Пожалуй, было лишь одно исключение, на первый взгляд несколько неожиданное,— не Гаев, не Лопахин, а Петя Трофимов. Раневская была здесь привязана к Пете не только потому, что он бывший учитель ее покойного сына, она чувствовала, что он искренне пытается ее понять. До конца ему это, ко­нечно, не удается, но, возможно, это ей тоже в нем нравится. И кроме того, он столь же искренне хочет ей чем-нибудь помочь, хотя прекрасно понимает, что это невозможно. Наверное, Раневская для этого молодого человека и есть некий, пока недостижимый, а точнее — недооцененный идеал женщины. В опреде­ленном смысле она для него — человек будущего, бу­дущего, к которому он так окрыленно стремится. Но есть и гораздо более веские причины при­тягательности Пети в этом спектакле. Нередко, к со­жалению, Трофимов выглядит на сцене просто ре­зонёром. И тогда все его слова о несправедливости, нищете, неравенстве, бесправии, произнесенные пря­мо с авансцены, прямо в зал, с самым неподдельным пафосом, звучат излишне романтично, как-то не по-настоящему. Это — слова, слова...

Важно, чтобы Петя в «Вишневом саде» был живым, естественным чело­веком. Чтобы он верил в будущее, реально смот­рел на настоящее и видел его истоки в прошлом.

Че­ховский Петя так и говорит: «Ведь так ясно, чтобы начать жить в настоящем, надо сначала искупить на­ше прошлое, покончить с ним, а искупить его можно только страдание м, только необычайным, непрерывным трудом. Поймите это, Аня». Чехова, как известно, му­чило то, что из-за цензуры он не смог воплотить Пе­тю достаточно реалистично. Он писал Книппер: «Ме­ня, главным образом, пугала... недоделанность неко­торая студента Трофимова. Ведь Трофимов то и де­ло в ссылке, его то и дело выгоняют из университета, а как ты изобразишь сии штуки?» Нельзя забывать, что Петя возложил на свои плечи груз невероятный, гораздо серьезней, чем предприниматель Лопахин. Он — персонаж в поисках правды, в поисках исти­ны — должен быть во что бы то ни стало правдивым и истинным. И Петя Трофимов Александра Игнатуши именно таков — натуральный, живой, реальный.
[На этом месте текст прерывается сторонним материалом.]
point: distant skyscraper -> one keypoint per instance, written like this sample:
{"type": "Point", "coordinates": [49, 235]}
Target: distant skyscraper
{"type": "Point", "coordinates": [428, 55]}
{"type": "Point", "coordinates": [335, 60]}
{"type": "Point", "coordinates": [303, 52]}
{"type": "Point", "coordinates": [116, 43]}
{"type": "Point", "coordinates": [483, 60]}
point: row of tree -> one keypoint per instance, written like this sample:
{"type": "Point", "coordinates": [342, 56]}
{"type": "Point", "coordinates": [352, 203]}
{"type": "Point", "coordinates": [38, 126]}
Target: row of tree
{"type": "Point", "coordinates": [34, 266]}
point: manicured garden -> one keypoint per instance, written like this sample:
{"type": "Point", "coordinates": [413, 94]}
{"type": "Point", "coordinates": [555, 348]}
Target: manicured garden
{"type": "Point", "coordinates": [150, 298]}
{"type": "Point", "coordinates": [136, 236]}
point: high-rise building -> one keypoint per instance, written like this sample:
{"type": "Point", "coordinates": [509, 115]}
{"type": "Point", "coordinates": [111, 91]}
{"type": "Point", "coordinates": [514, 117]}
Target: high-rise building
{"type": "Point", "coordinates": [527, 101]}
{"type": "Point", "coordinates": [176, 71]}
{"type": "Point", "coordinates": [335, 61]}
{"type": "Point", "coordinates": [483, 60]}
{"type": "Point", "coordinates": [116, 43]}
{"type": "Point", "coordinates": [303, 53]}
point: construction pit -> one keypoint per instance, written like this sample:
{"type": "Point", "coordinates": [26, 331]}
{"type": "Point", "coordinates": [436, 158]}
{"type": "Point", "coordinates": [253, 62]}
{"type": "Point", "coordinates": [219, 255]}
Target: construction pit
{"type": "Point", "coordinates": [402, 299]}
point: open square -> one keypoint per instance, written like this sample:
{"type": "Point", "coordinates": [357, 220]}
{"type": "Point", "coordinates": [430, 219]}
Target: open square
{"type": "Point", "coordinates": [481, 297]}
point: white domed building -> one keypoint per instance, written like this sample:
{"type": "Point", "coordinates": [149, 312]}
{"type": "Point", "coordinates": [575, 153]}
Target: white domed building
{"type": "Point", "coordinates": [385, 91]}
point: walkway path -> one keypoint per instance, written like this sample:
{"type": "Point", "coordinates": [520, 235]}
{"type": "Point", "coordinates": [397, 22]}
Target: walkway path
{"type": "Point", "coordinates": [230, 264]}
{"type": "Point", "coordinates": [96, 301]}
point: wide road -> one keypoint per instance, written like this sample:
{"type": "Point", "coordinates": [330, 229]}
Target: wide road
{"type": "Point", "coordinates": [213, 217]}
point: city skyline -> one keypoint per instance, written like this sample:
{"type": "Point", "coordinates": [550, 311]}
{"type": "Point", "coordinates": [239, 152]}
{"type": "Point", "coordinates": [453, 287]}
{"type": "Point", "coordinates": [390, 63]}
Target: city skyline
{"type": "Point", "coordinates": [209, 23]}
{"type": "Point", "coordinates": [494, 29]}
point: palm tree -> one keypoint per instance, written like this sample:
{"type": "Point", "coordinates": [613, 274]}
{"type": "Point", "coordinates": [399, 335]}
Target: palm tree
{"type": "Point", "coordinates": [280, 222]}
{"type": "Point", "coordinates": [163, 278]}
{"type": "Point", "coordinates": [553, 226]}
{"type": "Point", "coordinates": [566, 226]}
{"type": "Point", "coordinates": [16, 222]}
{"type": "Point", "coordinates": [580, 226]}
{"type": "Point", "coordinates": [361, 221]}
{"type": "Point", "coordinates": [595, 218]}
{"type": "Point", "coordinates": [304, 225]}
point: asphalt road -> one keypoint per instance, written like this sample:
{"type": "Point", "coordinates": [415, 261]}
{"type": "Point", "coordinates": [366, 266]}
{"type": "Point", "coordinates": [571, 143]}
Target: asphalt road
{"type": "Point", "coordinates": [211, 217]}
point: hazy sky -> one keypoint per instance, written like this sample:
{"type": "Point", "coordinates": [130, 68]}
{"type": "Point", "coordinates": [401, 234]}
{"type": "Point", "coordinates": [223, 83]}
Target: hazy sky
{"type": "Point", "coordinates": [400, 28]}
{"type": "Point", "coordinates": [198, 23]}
На фотографии, помещенной в этом номере журнала, он в белой рубахе с белым изящным зонтиком Ранев­ской в руке. А когда Петя — Игнатуша в студенческой тужурке, он чем-то очень похож на молодого Кача­лова в этой роли.

И, наконец, еще об одной нынешней Ранев­ской. Оказывается, с недавних пор актриса московско­го Театра сатиры Вера Васильева ездит в Калинин и выступает там в старом, с десятилетним стажем, «Вишневом саде» в новом для себя чеховском амплуа. Так бывает. Режиссер ставит «Вишневый сад» с од­ной актрисой, которую он представляет себе в обра­зе Раневской, а в той же самой труппе есть и другая потенциальная Раневская, которую он не видит, а возможно, и не одна... Для сегодняшнего контекста, а вернее, подтекста, сценической жизни Чехова по­добное стечение обстоятельств весьма характерно. Примерно то же самое, кажется, происходит с «Дядей Ваней» во МХАТ. Режиссер Олег Ефремов репети­рует Войницкого с Андреем Мягковым, а между тем об этой роли давно грезит и интереснейший чеховский актер мхатовской труппы Станислав Любшин. Оче­редной сюжет для небольшого рассказа. По сущест­ву — одна из драм современного этапа постижения Театра Чехова: драма недовоплощенности, когда по­тенциальные возможности превышают реальные воз­можности сценического воплощения. В этой театраль­ной ситуации нет виноватых, но есть жертвы. Перед нами — трудно разрешимый конфликт театральной жизни, этического и эстетического свойства.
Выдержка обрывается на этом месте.